In epilepsy debilitating seizures often start within a single ‘focus’ of abnormal brain tissue but quickly spread to involve the entire brain. Historically most epilepsy research and treatments have been directed at the focus where seizures originate. However, there is increasing evidence that epilepsy should be thought of as a circuit level disorder whose impact extends to widely distributed brain networks.
One of the most common causes of epilepsy is mesial temporal sclerosis (MTS), a condition in which seizures start in the hippocampus, a region buried deep within the temporal lobe. In MTS the affected hippocampus often appears abnormal on structural MR images and surgically removing it can be curative. However, many MTS patients continue to experience cognitive and psychiatric symptoms even after their seizure focus is resected and their seizures cured, again suggesting that brain dysfunction in these patients extends beyond the hippocampus itself.
By measuring correlations in cortical thickness across the brain a technique called morphologic-covariance (mc) can reveal networks of spatially distinct cortical regions whose thickness is correlated suggesting that these regions may work together to perform certain functions and might be affected together by common pathologies.

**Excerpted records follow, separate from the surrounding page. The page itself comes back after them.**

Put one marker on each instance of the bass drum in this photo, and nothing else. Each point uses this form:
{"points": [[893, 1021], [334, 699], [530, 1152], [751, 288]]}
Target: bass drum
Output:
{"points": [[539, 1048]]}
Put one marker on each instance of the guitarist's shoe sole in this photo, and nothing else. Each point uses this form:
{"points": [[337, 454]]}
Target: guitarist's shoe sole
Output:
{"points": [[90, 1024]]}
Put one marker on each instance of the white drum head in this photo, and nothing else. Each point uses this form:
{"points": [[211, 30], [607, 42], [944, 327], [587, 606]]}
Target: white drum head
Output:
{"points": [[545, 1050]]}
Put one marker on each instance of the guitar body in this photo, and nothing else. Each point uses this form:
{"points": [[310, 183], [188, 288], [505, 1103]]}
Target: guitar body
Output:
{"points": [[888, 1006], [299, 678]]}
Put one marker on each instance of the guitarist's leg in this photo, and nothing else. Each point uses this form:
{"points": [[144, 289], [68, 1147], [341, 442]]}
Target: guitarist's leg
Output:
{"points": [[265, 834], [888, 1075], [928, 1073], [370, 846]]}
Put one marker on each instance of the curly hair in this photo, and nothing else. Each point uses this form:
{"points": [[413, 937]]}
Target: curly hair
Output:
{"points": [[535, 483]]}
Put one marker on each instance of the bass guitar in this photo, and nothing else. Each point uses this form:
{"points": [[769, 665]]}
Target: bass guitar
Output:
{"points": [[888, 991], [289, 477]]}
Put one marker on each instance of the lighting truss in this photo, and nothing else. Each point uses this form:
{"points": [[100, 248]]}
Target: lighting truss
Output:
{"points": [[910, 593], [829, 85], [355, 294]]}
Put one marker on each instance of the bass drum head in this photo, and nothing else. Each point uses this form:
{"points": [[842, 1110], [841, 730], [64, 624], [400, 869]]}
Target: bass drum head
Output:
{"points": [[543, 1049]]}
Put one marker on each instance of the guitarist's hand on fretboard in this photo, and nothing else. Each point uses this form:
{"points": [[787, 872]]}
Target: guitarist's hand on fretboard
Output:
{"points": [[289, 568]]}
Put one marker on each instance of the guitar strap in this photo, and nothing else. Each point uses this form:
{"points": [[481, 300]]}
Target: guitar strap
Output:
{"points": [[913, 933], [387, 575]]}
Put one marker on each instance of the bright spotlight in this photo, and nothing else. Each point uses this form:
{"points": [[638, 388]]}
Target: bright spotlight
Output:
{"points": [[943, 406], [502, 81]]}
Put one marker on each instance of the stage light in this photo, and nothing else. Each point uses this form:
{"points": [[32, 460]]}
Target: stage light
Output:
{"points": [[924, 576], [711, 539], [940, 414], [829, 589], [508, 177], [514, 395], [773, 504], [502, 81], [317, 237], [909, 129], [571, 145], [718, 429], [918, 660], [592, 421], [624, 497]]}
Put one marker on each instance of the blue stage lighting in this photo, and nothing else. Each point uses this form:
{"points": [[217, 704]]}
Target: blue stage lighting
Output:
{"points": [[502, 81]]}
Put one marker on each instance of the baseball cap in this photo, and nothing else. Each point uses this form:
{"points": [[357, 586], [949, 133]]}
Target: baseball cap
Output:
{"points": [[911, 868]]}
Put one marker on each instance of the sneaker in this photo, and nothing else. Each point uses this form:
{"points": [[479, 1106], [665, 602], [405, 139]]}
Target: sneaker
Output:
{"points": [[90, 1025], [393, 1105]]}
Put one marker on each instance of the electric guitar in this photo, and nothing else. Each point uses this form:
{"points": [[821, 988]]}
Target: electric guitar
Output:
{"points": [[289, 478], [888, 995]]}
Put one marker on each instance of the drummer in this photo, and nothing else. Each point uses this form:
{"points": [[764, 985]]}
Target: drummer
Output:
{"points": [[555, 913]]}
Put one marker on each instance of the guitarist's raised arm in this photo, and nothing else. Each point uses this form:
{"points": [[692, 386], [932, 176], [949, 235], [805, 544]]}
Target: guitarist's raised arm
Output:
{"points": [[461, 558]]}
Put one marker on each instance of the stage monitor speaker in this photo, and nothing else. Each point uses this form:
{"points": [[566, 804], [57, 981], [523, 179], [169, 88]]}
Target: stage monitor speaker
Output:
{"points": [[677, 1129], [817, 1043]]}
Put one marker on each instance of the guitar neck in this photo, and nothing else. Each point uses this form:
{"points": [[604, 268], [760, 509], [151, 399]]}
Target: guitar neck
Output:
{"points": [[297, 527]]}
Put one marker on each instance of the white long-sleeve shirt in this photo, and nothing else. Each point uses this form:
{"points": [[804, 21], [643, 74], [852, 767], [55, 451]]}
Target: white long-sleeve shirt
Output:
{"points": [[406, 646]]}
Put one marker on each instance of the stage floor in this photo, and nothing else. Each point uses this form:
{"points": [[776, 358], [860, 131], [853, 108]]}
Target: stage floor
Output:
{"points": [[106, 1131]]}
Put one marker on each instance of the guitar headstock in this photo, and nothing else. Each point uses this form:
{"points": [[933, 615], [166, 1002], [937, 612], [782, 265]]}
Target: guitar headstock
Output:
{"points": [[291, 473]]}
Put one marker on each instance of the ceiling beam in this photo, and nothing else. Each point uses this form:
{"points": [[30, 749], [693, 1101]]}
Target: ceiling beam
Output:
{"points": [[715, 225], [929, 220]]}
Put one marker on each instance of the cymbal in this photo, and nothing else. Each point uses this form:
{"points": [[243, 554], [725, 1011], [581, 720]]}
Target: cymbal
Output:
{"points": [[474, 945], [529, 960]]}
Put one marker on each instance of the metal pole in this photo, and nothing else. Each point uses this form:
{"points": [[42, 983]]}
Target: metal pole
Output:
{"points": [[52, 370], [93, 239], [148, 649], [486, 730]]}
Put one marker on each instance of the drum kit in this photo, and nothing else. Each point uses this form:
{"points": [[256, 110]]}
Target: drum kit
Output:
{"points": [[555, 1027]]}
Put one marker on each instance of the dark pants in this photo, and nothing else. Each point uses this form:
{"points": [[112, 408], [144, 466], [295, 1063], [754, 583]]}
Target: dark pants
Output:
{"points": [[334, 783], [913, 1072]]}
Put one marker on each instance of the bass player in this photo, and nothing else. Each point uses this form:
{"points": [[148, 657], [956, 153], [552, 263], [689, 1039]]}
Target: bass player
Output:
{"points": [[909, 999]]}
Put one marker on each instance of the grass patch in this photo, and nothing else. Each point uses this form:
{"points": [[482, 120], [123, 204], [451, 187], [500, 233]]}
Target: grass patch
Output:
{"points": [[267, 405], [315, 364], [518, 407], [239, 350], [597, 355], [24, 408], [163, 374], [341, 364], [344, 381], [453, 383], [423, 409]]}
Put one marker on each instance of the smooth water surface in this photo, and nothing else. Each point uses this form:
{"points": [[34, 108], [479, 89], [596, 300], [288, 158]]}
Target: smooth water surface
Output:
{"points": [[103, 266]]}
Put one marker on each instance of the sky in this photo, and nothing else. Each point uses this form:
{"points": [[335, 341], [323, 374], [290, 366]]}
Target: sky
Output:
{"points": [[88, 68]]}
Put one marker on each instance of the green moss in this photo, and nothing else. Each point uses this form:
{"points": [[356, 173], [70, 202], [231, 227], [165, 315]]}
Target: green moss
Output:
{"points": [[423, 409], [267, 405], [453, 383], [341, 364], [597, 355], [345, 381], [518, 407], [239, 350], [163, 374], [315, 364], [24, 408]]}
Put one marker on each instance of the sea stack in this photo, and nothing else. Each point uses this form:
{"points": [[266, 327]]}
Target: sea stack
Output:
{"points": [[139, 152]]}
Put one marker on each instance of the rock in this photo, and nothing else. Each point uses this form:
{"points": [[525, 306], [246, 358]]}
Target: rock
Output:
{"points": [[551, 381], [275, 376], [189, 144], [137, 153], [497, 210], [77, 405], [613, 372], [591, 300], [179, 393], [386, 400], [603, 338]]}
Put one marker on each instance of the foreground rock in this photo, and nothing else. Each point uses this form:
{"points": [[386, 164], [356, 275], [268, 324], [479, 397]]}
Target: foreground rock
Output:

In this project we are applying mc to high-resolution structural MRI scans of patients with MTS to examine whether dysfunction in the brains of these patients extends beyond the affected hippocampus and adjacent temporal lobe to involve distant cortical regions in both the affected and unaffected hemisphere. Our ultimate goal is to use this and related techniques for mapping the brain’s functional connectivity to develop imaging biomarkers to improve diagnosis, surgical planning, and outcome prediction in individual epilepsy patients, and to provide a framework for understanding and potentially treating psychiatric comorbidity in this patient population.